Instead of giving me a fish, he taught me how to catch one.
We’d lay out a plan together, and on the next call there was an accountability check. I was paying $5,000 a month, so I made sure to do every single thing we came up with as soon as I hung up the phone. I wasn’t going to be slacking off. I took all his advice in and acted on it.
At the end of that year, our company grew five-fold, from $1 to $5 million.
As amazing as those results sound, the real value wasn’t numerical growth. It was clarity. It was confidence. It was having someone I could call when I was stuck, uncertain, or facing a challenge I hadn’t seen before, knowing his advice made me more capable of handling it in the long run.
That’s what great coaches do. They don’t make you dependent on them. They sharpen your judgment, raise your level of thinking, and help you become a better decision-maker — not just in one situation, but in every situation after that.

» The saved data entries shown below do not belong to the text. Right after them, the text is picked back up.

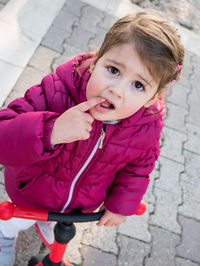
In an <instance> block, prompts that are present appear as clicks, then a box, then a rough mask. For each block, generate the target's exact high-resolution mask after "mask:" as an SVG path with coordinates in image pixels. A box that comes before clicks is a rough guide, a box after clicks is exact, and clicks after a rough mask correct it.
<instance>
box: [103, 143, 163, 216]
mask: <svg viewBox="0 0 200 266" xmlns="http://www.w3.org/2000/svg"><path fill="white" fill-rule="evenodd" d="M159 152H160V148H159V143H157V145H155V146H154V147H152V148H151V149H149V150H148V151H146V152H145V153H144V154H143V157H142V158H141V157H140V158H139V159H137V161H135V162H134V164H131V163H128V164H127V165H126V167H125V168H124V169H122V170H121V171H119V172H118V174H117V176H116V178H115V181H114V183H113V184H112V186H111V188H110V190H109V192H108V195H107V198H106V200H105V202H104V204H105V207H106V208H107V209H108V210H109V211H111V212H113V213H120V214H122V215H125V216H128V215H133V214H135V213H136V211H137V209H138V207H139V204H140V201H141V200H142V198H143V195H144V194H145V192H146V190H147V187H148V185H149V182H150V176H149V175H150V173H151V172H152V171H153V169H154V167H155V161H156V160H157V158H158V156H159Z"/></svg>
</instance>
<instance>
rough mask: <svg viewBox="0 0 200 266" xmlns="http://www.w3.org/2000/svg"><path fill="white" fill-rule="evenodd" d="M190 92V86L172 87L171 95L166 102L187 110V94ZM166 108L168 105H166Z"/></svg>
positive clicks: (170, 94) (178, 84)
mask: <svg viewBox="0 0 200 266" xmlns="http://www.w3.org/2000/svg"><path fill="white" fill-rule="evenodd" d="M190 91H191V86H188V87H187V86H185V85H182V84H180V83H177V84H176V85H174V86H172V89H171V94H170V95H169V96H168V97H167V102H169V103H173V104H177V105H179V106H181V107H183V108H186V109H187V108H188V107H189V105H188V99H187V98H188V94H189V93H190ZM167 106H168V104H167Z"/></svg>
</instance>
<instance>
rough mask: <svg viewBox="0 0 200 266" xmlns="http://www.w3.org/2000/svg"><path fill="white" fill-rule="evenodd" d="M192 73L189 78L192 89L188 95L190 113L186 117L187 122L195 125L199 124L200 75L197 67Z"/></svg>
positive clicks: (188, 100) (199, 111)
mask: <svg viewBox="0 0 200 266" xmlns="http://www.w3.org/2000/svg"><path fill="white" fill-rule="evenodd" d="M194 71H195V72H194V74H193V76H192V78H191V82H192V84H193V85H192V91H191V94H190V95H189V98H188V102H189V104H190V115H189V117H188V119H187V122H190V123H192V124H195V125H196V126H200V120H199V113H200V106H199V101H198V100H199V97H200V90H199V85H198V84H200V76H199V71H200V69H199V68H196V67H195V69H194Z"/></svg>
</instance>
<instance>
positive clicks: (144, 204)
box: [136, 200, 147, 215]
mask: <svg viewBox="0 0 200 266" xmlns="http://www.w3.org/2000/svg"><path fill="white" fill-rule="evenodd" d="M146 208H147V206H146V203H145V202H144V201H143V200H142V201H141V202H140V205H139V208H138V209H137V211H136V215H142V214H143V213H145V211H146Z"/></svg>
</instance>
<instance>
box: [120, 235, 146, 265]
mask: <svg viewBox="0 0 200 266" xmlns="http://www.w3.org/2000/svg"><path fill="white" fill-rule="evenodd" d="M117 243H118V245H119V256H118V265H119V266H142V265H143V261H144V258H145V257H146V256H147V255H148V254H149V252H150V246H149V245H148V244H146V243H143V242H140V241H138V240H135V239H132V238H129V237H126V236H123V235H119V236H118V237H117Z"/></svg>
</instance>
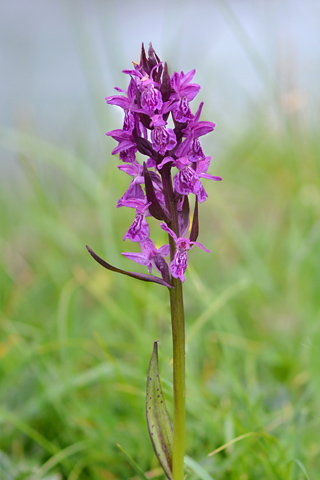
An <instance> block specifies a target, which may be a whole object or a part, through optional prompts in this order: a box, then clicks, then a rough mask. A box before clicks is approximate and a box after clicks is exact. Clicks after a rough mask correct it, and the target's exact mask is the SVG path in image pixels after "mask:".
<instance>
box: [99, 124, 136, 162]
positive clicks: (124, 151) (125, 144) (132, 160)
mask: <svg viewBox="0 0 320 480" xmlns="http://www.w3.org/2000/svg"><path fill="white" fill-rule="evenodd" d="M106 135H108V137H112V138H113V139H114V140H116V141H117V142H119V144H118V146H117V147H116V148H114V149H113V150H112V155H116V154H117V153H119V154H120V158H121V160H122V161H123V162H135V161H136V155H135V153H136V151H137V145H136V143H135V142H134V140H133V137H132V134H131V132H129V131H126V130H120V129H117V130H112V131H111V132H107V133H106Z"/></svg>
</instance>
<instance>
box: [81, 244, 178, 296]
mask: <svg viewBox="0 0 320 480" xmlns="http://www.w3.org/2000/svg"><path fill="white" fill-rule="evenodd" d="M86 247H87V250H88V252H89V253H90V255H91V257H92V258H94V259H95V261H96V262H98V263H99V264H100V265H102V266H103V267H104V268H106V269H107V270H111V271H112V272H116V273H122V274H123V275H127V276H128V277H133V278H137V279H138V280H142V281H144V282H152V283H158V284H159V285H163V286H164V287H168V288H173V287H172V285H170V284H169V283H167V282H165V281H164V280H162V278H159V277H155V276H154V275H148V274H146V273H138V272H127V271H126V270H121V269H120V268H117V267H113V266H112V265H110V263H107V262H106V261H105V260H103V259H102V258H101V257H99V256H98V255H97V254H96V253H94V251H93V250H91V248H90V247H88V245H86Z"/></svg>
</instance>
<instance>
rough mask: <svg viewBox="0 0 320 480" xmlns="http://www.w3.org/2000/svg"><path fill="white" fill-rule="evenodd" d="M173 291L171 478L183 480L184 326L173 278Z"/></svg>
mask: <svg viewBox="0 0 320 480" xmlns="http://www.w3.org/2000/svg"><path fill="white" fill-rule="evenodd" d="M172 283H173V286H174V290H173V289H170V306H171V322H172V342H173V399H174V415H173V447H172V476H173V479H174V480H183V462H184V452H185V416H186V397H185V324H184V308H183V293H182V283H181V280H180V279H176V278H173V279H172Z"/></svg>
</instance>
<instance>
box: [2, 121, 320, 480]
mask: <svg viewBox="0 0 320 480" xmlns="http://www.w3.org/2000/svg"><path fill="white" fill-rule="evenodd" d="M212 140H214V139H212ZM0 142H1V145H2V146H4V147H6V148H8V149H10V150H13V151H15V152H16V155H17V159H18V161H19V162H20V166H21V171H22V172H23V175H24V181H25V183H24V184H23V186H22V187H21V186H20V187H19V186H18V185H17V186H16V187H14V186H12V187H11V188H7V187H5V186H4V187H3V188H2V189H1V193H0V209H1V234H0V242H1V252H2V254H1V256H0V263H1V270H0V301H1V307H0V308H1V318H0V322H1V323H0V328H1V343H0V425H1V426H0V431H1V435H0V478H1V480H2V479H3V480H16V479H19V480H22V479H24V480H26V479H28V480H44V479H49V478H50V480H58V479H66V480H77V479H79V480H89V479H90V480H101V479H104V480H114V479H129V478H134V477H135V475H136V473H135V472H134V470H133V468H132V467H131V466H130V464H129V462H128V461H127V458H126V456H124V455H123V453H122V452H121V450H120V449H119V448H118V447H117V444H120V445H121V447H122V448H124V449H125V451H126V452H128V453H129V454H130V455H131V457H133V459H134V460H135V461H136V462H137V464H138V465H139V466H140V468H141V469H142V470H143V471H144V472H150V473H149V474H148V475H149V477H148V478H159V479H163V478H164V477H163V474H162V473H161V470H160V469H159V465H158V463H157V460H156V458H155V455H154V452H153V449H152V446H151V442H150V440H149V436H148V432H147V426H146V420H145V407H144V402H145V400H144V396H145V384H146V375H147V368H148V362H149V359H150V355H151V352H152V346H153V342H154V340H157V339H158V340H159V353H160V369H161V376H162V383H163V390H164V394H165V396H166V401H167V404H168V408H169V411H170V413H172V365H171V332H170V324H169V318H170V317H169V301H168V294H167V291H166V289H165V288H163V287H161V286H158V285H153V284H150V285H149V284H145V283H143V282H138V281H136V280H133V279H130V278H127V277H122V276H120V275H117V274H113V273H112V272H109V271H106V270H103V269H102V268H101V267H100V266H99V265H97V264H95V262H93V260H92V259H91V258H90V256H89V255H88V254H87V252H86V249H85V245H86V244H88V245H90V246H91V247H92V248H93V249H94V250H95V251H96V252H97V253H98V254H100V255H101V256H103V257H104V258H106V260H108V261H110V262H111V263H113V264H115V265H117V266H119V267H120V268H121V267H122V268H128V269H132V268H134V267H133V266H132V264H131V262H130V261H129V260H126V259H124V258H123V257H121V255H120V253H121V251H126V250H130V248H131V245H129V246H128V247H127V246H126V244H123V243H122V237H123V235H124V233H125V231H126V230H127V228H128V225H129V224H130V223H129V222H130V219H131V217H132V215H130V214H131V213H132V212H130V211H128V212H126V211H124V210H122V209H121V210H116V208H115V206H116V200H117V199H118V198H119V197H120V196H121V195H122V194H123V192H124V191H125V188H126V180H127V179H126V178H124V177H125V176H124V175H123V174H121V173H120V172H118V171H117V169H116V164H117V161H116V160H115V159H114V158H110V157H111V156H110V155H108V160H107V161H106V164H105V166H103V167H102V168H98V167H94V166H92V165H90V163H89V161H88V154H87V152H86V151H83V152H82V151H80V153H79V151H78V152H77V153H75V154H71V153H69V152H66V151H65V150H63V149H60V148H58V147H57V146H54V145H51V144H48V143H46V142H45V141H43V140H41V139H39V138H34V137H33V136H31V135H28V134H25V133H21V132H20V133H19V132H12V131H7V130H4V129H3V130H2V131H1V135H0ZM17 145H18V147H17ZM206 150H208V147H206ZM100 154H101V155H104V156H105V153H103V152H100ZM319 155H320V141H319V138H317V137H316V136H315V135H314V136H313V135H312V133H310V132H302V131H301V130H298V129H297V130H292V126H291V127H290V125H286V126H282V128H280V129H279V130H277V131H274V130H273V129H272V128H270V127H268V126H267V125H262V124H261V125H260V124H259V123H258V122H253V123H252V124H251V125H250V124H249V125H248V126H247V127H246V128H243V130H242V132H241V135H239V134H238V135H237V136H234V137H233V139H232V140H230V141H229V142H228V143H227V144H226V145H225V148H224V149H223V151H222V153H220V154H219V159H216V162H215V163H214V172H213V171H212V173H213V174H216V175H221V176H222V177H223V182H221V183H219V184H214V185H213V184H211V183H209V181H207V183H206V184H205V186H206V189H207V191H208V193H209V198H208V200H207V201H206V202H205V204H204V205H203V208H202V209H201V212H200V214H201V223H200V228H201V231H200V237H199V240H200V241H201V243H203V244H204V245H205V246H206V247H207V248H209V249H210V250H211V251H212V253H211V254H210V255H209V254H206V253H204V252H202V251H200V249H198V251H197V250H196V249H194V250H192V251H191V253H190V267H189V268H188V273H187V276H186V282H185V285H184V292H185V300H186V322H187V329H186V333H187V453H188V457H187V458H186V465H187V467H186V470H187V472H188V475H187V478H188V479H189V480H196V479H199V478H201V479H204V480H208V479H209V480H210V479H211V480H212V479H214V480H226V479H228V480H261V479H263V480H265V479H270V480H271V479H272V480H274V479H279V480H302V479H316V478H318V472H319V470H320V461H319V458H320V442H319V434H318V432H319V423H320V422H319V418H320V414H319V393H320V389H319V381H320V373H319V372H320V368H319V367H320V365H319V358H320V353H319V345H320V318H319V314H320V301H319V293H318V290H319V284H320V282H319V280H320V275H319V271H320V256H319V245H320V188H319V187H320V180H319V178H320V177H319V168H320V163H319ZM128 210H129V209H128ZM159 235H160V234H159ZM164 238H165V234H163V237H162V236H161V237H160V236H159V242H161V241H163V240H164ZM128 243H129V242H128ZM136 268H137V269H138V268H139V267H136ZM141 271H143V268H142V269H141ZM212 452H213V454H212V455H211V456H208V454H210V453H212ZM135 478H137V477H135Z"/></svg>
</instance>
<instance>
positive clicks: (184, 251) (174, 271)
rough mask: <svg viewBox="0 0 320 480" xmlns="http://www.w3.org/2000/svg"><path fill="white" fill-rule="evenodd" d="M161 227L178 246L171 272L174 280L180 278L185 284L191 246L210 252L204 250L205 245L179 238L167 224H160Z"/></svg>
mask: <svg viewBox="0 0 320 480" xmlns="http://www.w3.org/2000/svg"><path fill="white" fill-rule="evenodd" d="M160 227H161V228H162V230H164V231H165V232H167V233H168V234H169V235H171V237H172V238H173V239H174V241H175V244H176V249H175V252H174V257H173V260H172V262H171V263H170V271H171V275H172V276H173V277H174V278H180V280H181V282H182V283H183V282H184V272H185V271H186V269H187V262H188V251H189V250H190V248H191V245H192V244H194V245H198V247H201V248H202V249H203V250H205V251H206V252H208V253H210V250H207V249H206V248H204V246H203V245H201V243H199V242H190V239H189V238H184V237H179V238H178V237H177V235H176V234H175V233H174V232H173V231H172V230H171V228H169V227H168V226H167V225H166V224H165V223H160Z"/></svg>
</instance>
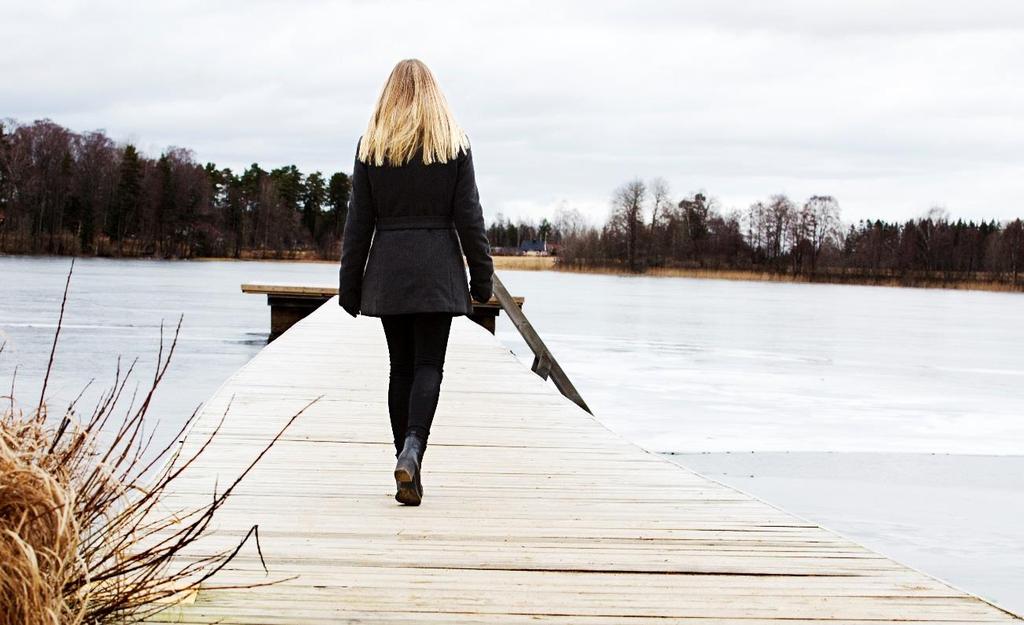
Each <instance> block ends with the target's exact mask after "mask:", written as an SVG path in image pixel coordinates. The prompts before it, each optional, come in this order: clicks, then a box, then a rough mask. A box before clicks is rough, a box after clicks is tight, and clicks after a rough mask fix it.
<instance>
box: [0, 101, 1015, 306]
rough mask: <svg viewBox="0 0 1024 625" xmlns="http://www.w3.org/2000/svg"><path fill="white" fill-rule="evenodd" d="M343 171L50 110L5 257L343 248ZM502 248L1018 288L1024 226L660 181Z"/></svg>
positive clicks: (343, 188) (21, 133)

Leadership can be isolating. The higher you go, the fewer people you can be fully honest with. A great coach gives you a place to think out loud, pressure-test ideas, and challenge your assumptions without ego, politics, or hidden agendas.
The idea that you’ve “made it” so you don’t need help is one of the fastest ways to stall out. The best leaders don’t avoid coaching because they’re weak. They seek it out because they’re serious about getting better.
So if you’re at the top of your game, you may still want to look into getting a mentor — not because you need someone to think for you, but so someone can help you think better.